What is semi-solid dosage form?

Semi-solid preparation is a common form of pharmaceutical preparation in pharmacy, whose physical state is between solid and liquid. Semi-solid preparations are characterized by a certain consistency and plasticity, can be better attached to the skin or mucosal surface, provide continuous drug release, suitable for local treatment. They can be used for skin diseases, eye, ear, nasal, rectal and other delivery routes.

The preparation of semi-solid dosage forms usually requires the use of matrix materials, such as oils, water-soluble polymers, silicone oils, etc., which not only give the preparation specific physical properties, but may also affect the release rate and bioavailability of the drug. In addition, in order to improve drug stability, improve patient compliance or increase drug absorption, preservatives, thickeners, emulsifiers, antioxidants and other excipients may also be added to semi-solid dosage forms.

Types of semi solid dosage form

Ointment: Made by mixing drugs with suitable substrates (such as oily, emulsion or water-soluble substrates), it has the effect of lubricating and protecting the skin, and is widely used in the treatment of skin diseases. According to the type of matrix, the type of ointment and the amount of preparation, there are three preparation methods: melting method, grinding method and emulsification method.

Cream: As an emulsion-type semi-solid preparation, the cream is divided into oil-in-water and oil-in-water types, and its good permeability and moisturizing properties make it ideal for a variety of skin conditions.

Gel: The gel agent is divided into single-phase gel and two-phase gel according to the dispersion system.

  • Monogels are gels formed by dispersing molecules in the gel matrix, which are divided into water-based gels and oil-based gels. The water-based gel matrix consists of cellulose derivatives, carbomer and alginate, tragacanth, gelatin, starch, etc., plus water, glycerol or propylene glycol. The oily gel matrix is composed of polyoxyethylene, colloidal silicon, aluminum soap, zinc soap, fat oil and liquid paraffin.
  • Two-phase gel drug colloidal particles are uniformly dispersed in the polymer network structure of the liquid, with thixotropy, such as aluminum hydroxide gel.

Paste: By mixing drugs with powder or granular matrix, mainly used in the treatment of skin diseases, such as eczema, dermatitis, etc.

Eye ointment: A semi-solid preparation specially designed for the eye, which must meet strict sterile standards and has a mild, non-irritating matrix, mainly used for the treatment of eye infections and inflammation.

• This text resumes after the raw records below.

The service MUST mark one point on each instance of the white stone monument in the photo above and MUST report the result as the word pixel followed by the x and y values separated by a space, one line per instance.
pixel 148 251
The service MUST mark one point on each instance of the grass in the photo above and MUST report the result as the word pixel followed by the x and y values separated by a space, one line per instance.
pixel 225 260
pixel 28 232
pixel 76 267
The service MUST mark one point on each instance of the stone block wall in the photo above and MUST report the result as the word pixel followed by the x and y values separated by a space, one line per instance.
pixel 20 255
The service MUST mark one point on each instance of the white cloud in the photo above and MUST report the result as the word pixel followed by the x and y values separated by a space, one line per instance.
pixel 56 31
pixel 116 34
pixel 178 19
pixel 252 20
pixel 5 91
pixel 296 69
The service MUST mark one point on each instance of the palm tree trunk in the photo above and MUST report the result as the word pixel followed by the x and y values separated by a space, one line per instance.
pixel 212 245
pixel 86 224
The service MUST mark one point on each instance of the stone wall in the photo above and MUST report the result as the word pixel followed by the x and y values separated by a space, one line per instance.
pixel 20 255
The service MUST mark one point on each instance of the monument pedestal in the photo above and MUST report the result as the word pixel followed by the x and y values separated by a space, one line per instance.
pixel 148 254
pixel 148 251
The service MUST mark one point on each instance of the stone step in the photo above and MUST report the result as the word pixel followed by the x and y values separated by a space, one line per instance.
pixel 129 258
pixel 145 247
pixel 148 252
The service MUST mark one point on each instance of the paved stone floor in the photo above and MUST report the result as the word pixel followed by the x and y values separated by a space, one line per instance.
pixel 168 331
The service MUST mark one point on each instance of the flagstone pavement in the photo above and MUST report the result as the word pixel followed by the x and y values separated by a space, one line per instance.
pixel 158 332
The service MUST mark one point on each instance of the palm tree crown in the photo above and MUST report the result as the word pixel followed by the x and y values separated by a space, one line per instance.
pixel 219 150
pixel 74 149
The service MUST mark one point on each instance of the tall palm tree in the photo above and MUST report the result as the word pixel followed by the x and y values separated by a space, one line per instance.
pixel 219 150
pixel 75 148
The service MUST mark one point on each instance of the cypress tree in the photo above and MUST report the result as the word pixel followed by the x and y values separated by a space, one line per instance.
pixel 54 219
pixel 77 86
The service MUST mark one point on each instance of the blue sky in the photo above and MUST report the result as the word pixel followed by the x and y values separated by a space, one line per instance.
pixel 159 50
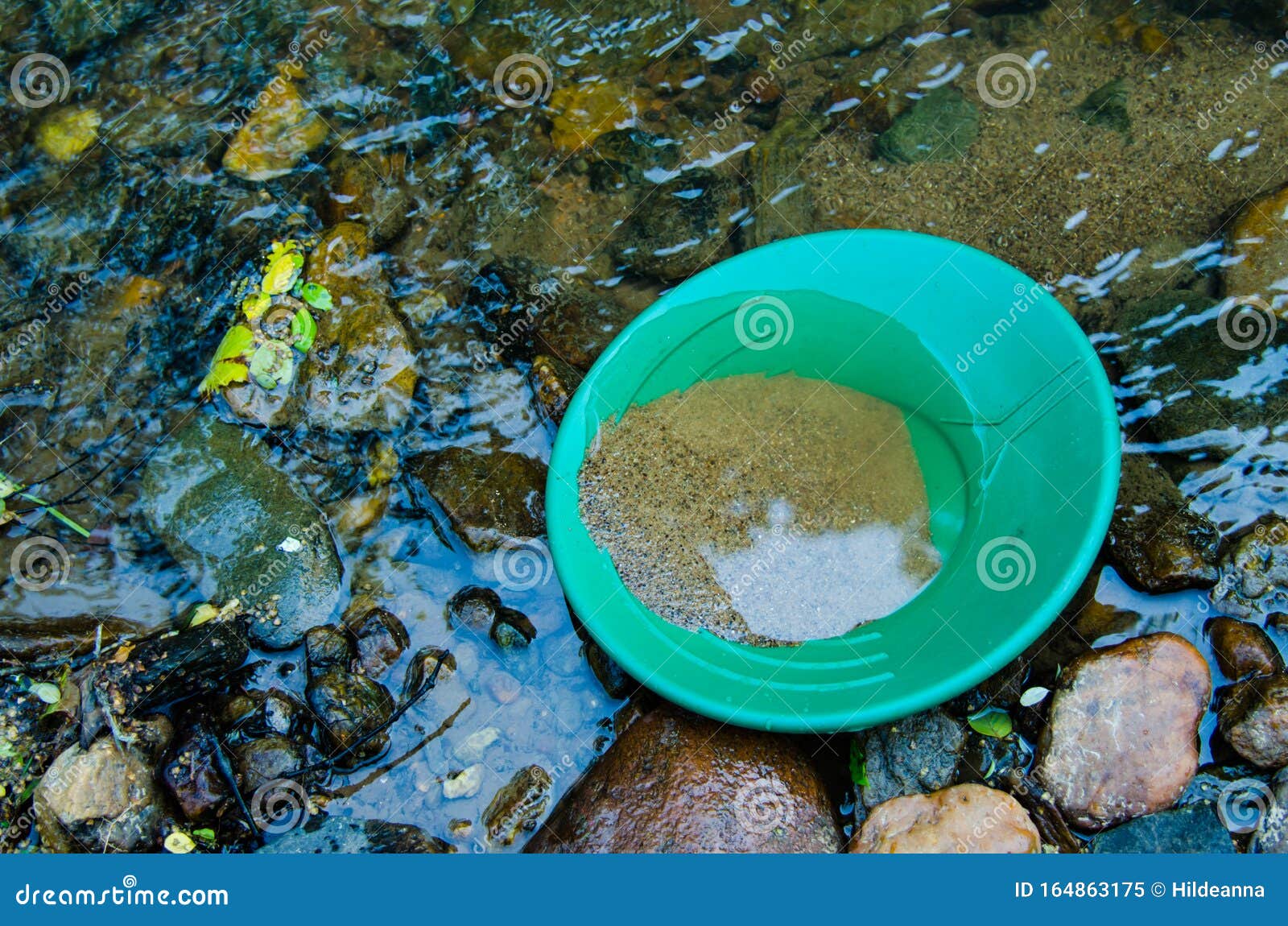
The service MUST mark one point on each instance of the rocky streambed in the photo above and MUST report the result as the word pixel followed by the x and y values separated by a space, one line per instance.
pixel 287 335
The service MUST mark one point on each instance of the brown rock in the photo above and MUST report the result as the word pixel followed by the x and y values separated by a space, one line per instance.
pixel 1121 741
pixel 1156 541
pixel 680 783
pixel 1255 720
pixel 1243 648
pixel 965 818
pixel 1261 245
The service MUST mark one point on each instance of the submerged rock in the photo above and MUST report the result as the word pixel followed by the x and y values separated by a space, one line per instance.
pixel 1122 736
pixel 1156 541
pixel 1255 720
pixel 680 783
pixel 684 227
pixel 1243 648
pixel 911 756
pixel 328 835
pixel 940 126
pixel 216 496
pixel 965 818
pixel 100 800
pixel 1193 829
pixel 489 498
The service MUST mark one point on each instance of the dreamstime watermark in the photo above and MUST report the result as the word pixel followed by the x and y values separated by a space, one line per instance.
pixel 38 80
pixel 1027 296
pixel 1243 804
pixel 60 298
pixel 762 805
pixel 522 567
pixel 1247 324
pixel 39 563
pixel 763 79
pixel 1266 56
pixel 1005 563
pixel 1006 80
pixel 280 805
pixel 522 80
pixel 764 322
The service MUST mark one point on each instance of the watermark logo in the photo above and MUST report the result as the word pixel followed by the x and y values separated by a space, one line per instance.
pixel 521 567
pixel 1006 80
pixel 764 322
pixel 1005 563
pixel 522 80
pixel 39 563
pixel 1247 324
pixel 39 80
pixel 1243 804
pixel 280 805
pixel 760 805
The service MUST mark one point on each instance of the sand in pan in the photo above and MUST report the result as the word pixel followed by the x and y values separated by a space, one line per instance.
pixel 766 511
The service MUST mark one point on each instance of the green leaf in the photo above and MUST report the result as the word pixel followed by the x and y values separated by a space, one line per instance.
pixel 992 721
pixel 304 330
pixel 316 296
pixel 858 765
pixel 47 692
pixel 272 363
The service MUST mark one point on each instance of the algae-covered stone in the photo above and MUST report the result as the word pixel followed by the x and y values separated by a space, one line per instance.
pixel 216 496
pixel 489 498
pixel 280 131
pixel 940 126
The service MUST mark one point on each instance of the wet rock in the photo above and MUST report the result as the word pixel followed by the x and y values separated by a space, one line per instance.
pixel 1255 572
pixel 911 756
pixel 268 760
pixel 349 707
pixel 782 205
pixel 489 498
pixel 1121 738
pixel 379 639
pixel 276 137
pixel 1255 720
pixel 675 782
pixel 1156 541
pixel 422 668
pixel 1243 648
pixel 361 374
pixel 214 494
pixel 1260 242
pixel 553 384
pixel 518 807
pixel 328 835
pixel 100 800
pixel 512 629
pixel 612 676
pixel 940 126
pixel 1107 105
pixel 965 818
pixel 79 23
pixel 328 648
pixel 684 227
pixel 1193 829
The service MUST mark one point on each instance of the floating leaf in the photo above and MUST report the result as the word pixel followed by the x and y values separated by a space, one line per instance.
pixel 1034 696
pixel 47 692
pixel 304 330
pixel 992 721
pixel 316 296
pixel 272 363
pixel 180 842
pixel 257 304
pixel 858 765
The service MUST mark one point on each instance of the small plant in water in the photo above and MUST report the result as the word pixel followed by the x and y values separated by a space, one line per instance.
pixel 275 322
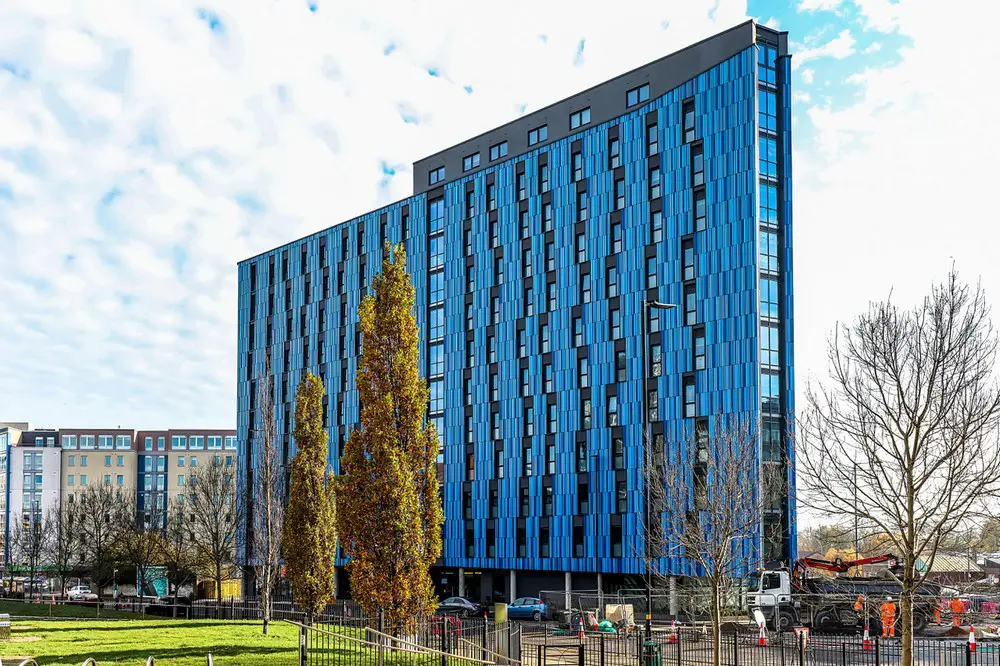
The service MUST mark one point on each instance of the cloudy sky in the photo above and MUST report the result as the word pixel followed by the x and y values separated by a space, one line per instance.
pixel 146 146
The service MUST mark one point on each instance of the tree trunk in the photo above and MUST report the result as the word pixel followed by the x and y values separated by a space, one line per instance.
pixel 716 624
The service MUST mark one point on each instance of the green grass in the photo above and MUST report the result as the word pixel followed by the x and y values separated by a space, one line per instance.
pixel 20 608
pixel 171 642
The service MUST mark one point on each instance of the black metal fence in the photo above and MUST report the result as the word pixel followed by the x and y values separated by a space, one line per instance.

Suppository: After inserting into the cavity, it should be quickly softened, melted or dissolved in the secretion under the action of body temperature, and gradually release the drug to produce local or systemic effects, effectively avoid the liver first-pass effect, and significantly improve the bioavailability of the drug.

Semi solid dosage form advantages

Strengthen patient compliance: The semi-solid dosage form, with its convenient use and comfortable sensory experience, significantly improves patients' acceptance of treatment options. Whether it is immediate relief or continuous release, the formulation is designed to effectively respond to the needs of the patient, ensuring continuity of the treatment process and overall patient compliance, thus injecting more possibilities into disease management.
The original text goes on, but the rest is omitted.